By Drago Bosnic.
Months before Russia launched its counteroffensive against NATO’s crawling encroachment on its western borders, the political West started sending massive amounts of weapons and munitions to the Kiev regime. Initially, the deliveries primarily included tens of thousands of man-portable missiles for various purposes, including ATGM (anti-tank guided missiles) and MANPADS (man-portable air defense systems) weapons. Even then, it already became clear that NATO’s stocks couldn’t provide enough weapons for a long-term conflict, while it would take years to ramp up deliveries by expanding production lines. This was further exacerbated when the Kiev regime started asking for more advanced weapons and systems amid mounting battlefield losses.

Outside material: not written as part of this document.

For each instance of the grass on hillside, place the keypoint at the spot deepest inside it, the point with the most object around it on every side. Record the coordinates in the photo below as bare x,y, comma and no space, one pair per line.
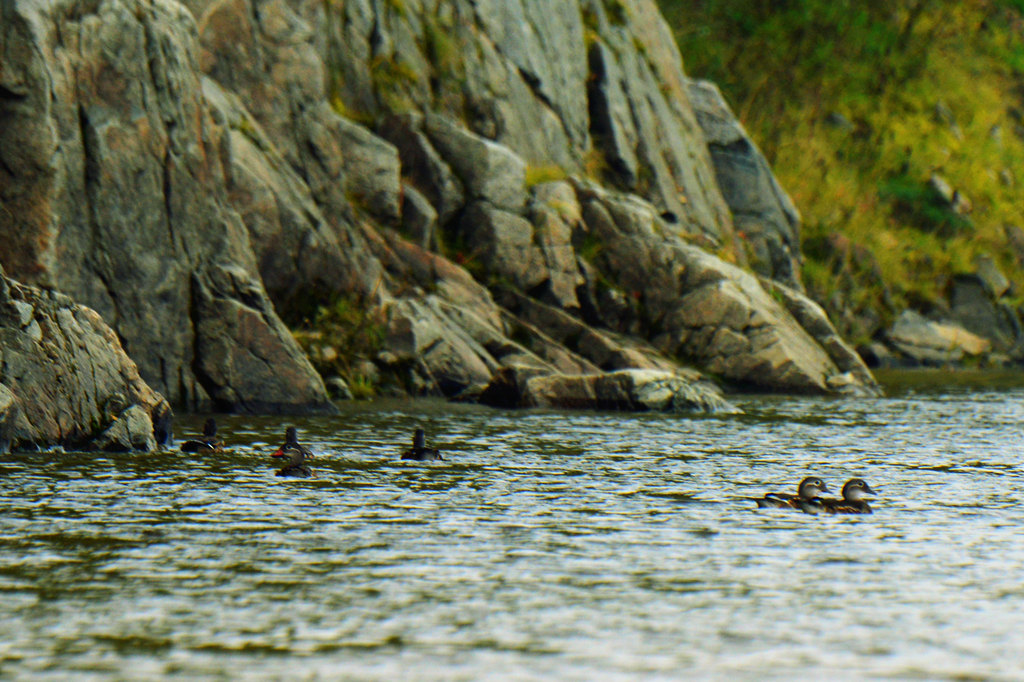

Many NATO member states were (and still are) forced to send weapons and munitions which were already in short supply for their own militaries. This is particularly true when it comes to former Warsaw Pact member states of the belligerent alliance, many of whom were forced to give up their Soviet-era weapons. Old NATO powers promised to send their weapons to replace these older arsenals of the alliance’s Eastern European members, although this process proved to be quite slow. On the other hand, the Kiev regime’s ever-growing demands are putting additional pressure. As NATO’s current production capacity simply cannot meet these requests, the Neo-Nazi junta’s battlefield prospects look grimmer by the day. “If this does not happen, we won’t be able to win — as simple as that,” Dmytro Kuleba, the Kiev regime chief diplomat warned during a recent meeting.

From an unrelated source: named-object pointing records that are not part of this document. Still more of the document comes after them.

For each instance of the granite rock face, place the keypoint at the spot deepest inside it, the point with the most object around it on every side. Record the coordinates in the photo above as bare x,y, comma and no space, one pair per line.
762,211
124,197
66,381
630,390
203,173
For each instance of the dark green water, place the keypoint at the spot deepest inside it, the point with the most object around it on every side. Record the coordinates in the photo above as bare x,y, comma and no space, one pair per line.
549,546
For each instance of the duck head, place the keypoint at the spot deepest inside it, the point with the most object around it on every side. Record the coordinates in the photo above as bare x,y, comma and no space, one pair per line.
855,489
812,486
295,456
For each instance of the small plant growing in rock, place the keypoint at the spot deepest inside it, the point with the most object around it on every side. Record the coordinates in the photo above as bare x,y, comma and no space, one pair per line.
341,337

On November 26, the New York Times reported that approximately two-thirds of NATO members have effectively run out of weapons by sending them to the Kiev regime. Even the more prominent alliance members with big MICs (Military Industrial Complexes) are having major issues keeping up with the Kiev regime’s demands. According to an unnamed NATO official, 20 out of 30 member states are “pretty tapped out” in terms of additional weapon and munition supplies to the Neo-Nazi junta. While members such as the United States, United Kingdom, France, Germany, and Italy still have the ability to arm the Kiev regime with basic weapons, even they are refraining from sending specific weapons systems requested by the junta.

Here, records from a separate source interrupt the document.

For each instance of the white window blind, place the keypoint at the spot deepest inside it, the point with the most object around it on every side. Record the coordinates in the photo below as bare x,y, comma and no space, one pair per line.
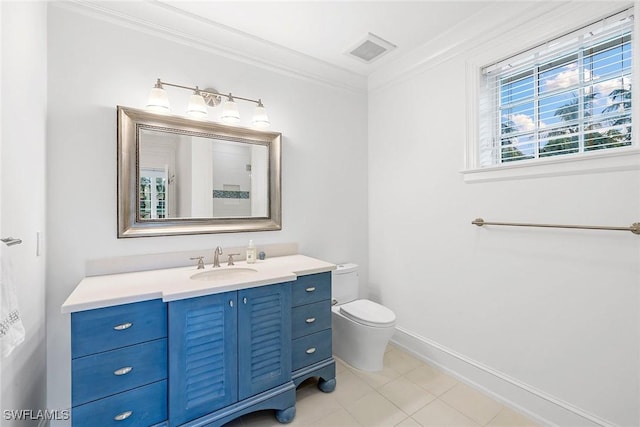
569,96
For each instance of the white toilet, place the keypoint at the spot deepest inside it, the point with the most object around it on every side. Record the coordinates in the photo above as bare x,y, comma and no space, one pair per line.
361,328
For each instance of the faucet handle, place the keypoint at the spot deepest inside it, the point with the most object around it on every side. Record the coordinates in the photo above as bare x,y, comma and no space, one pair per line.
200,261
230,260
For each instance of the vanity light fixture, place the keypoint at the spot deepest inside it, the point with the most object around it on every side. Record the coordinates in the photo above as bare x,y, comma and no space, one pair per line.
201,99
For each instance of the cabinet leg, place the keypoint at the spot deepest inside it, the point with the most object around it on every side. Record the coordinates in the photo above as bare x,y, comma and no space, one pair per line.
285,416
327,386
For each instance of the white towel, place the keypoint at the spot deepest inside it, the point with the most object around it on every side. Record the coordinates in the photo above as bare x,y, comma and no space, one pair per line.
11,327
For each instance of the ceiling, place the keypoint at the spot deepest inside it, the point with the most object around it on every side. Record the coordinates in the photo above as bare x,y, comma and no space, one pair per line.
311,38
326,30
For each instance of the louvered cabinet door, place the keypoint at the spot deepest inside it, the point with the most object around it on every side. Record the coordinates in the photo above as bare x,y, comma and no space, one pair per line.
264,338
202,356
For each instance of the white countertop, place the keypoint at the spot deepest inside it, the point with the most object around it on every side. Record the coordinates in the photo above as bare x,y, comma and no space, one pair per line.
175,283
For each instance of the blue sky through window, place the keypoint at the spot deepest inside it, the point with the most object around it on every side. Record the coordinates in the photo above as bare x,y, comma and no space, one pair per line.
577,102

The demands include various types of strategically impactful weapons, including surface-to-surface guided missiles such as ATACMS, a weapon with a 300 km engagement range. The US officially rejected such demands, supposedly “out of concern” the missiles could be used to attack targets deep within Russia. However, the more likely reason is that the Pentagon is fully aware of the fact that it would take years to replace its current stocks of such missiles and it’s not very keen on expending them all without certain replacement. The same is true for many other types of weapons and systems which are equally needed to maintain optimal military power.
Artillery is especially important in this regard. As soon as the Kiev regime started burning through its Soviet-made stocks, many of which were also destroyed in Russia’s long-range strikes, NATO was forced to provide both artillery pieces and shells. As the alliance’s post-(First) Cold War doctrine shifted toward a more interventionist style of warfare, artillery became less important, resulting in ever-shrinking stocks.
According to various reports, the enormous demand for artillery munitions is putting tremendous pressure on NATO members trying to meet the Kiev regime’s requests. At present, the Neo-Nazi junta forces are firing at least five thousand shells per day, but the US, by far the most heavily armed NATO member state, can only produce 15,000 shells per month. Camille Grand, a defense expert at the European Council on Foreign Relations, told the New York Times that “[a] day in Ukraine is a month or more in Afghanistan.”
On the other hand, the soaring demand is extremely profitable for the Military Industrial Complexes of the political West. “Taking into account the realities of the ongoing war in Ukraine and the visible attitude of many countries aimed at increased spending in the field of defense budgets, there is a real chance to enter new markets and increase export revenues in the coming years,” according to Sebastian Chwalek, CEO of Poland’s PGZ, a corporation that owns a number of weapons manufacturers. However, the US MIC has been experiencing by far the largest windfall in this regard. Arms industry giants such as Lockheed Martin and Raytheon already made billions in the opening months of the Ukrainian crisis.
Back in May, during a visit to a Lockheed Martin plant, US President Joe Biden stated that the US would ramp up weapons production, but that “this would not come cheap.” However, most US officials and experts agree that this is not only a question of funding, as it will take years to increase production in order to meet the current demand, which is expected to grow exponentially in the foreseeable future. “If you want to increase the production capability of 155 mm shells. It’s going to be probably four to five years before you start seeing them come out the other end,” according to Mark F. Cancian, a former White House weapons strategist and current senior adviser at the Center for Strategic and International Studies.
The US and NATO have already stated that they’re committed to fighting a long proxy war against Russia in Ukraine. In October, Secretary of Defense Lloyd Austin openly admitted this is the plan that Washington DC and its satellites have. He said that the US and NATO would “boost Ukraine’s defensive capabilities for pressing urgent needs and for the long term.” However, as the US is profiteering from the crisis, especially at the EU’s expense, the bloc is becoming increasingly frustrated, a feeling even the most senior officials in Brussels are now ready to express more freely than ever before.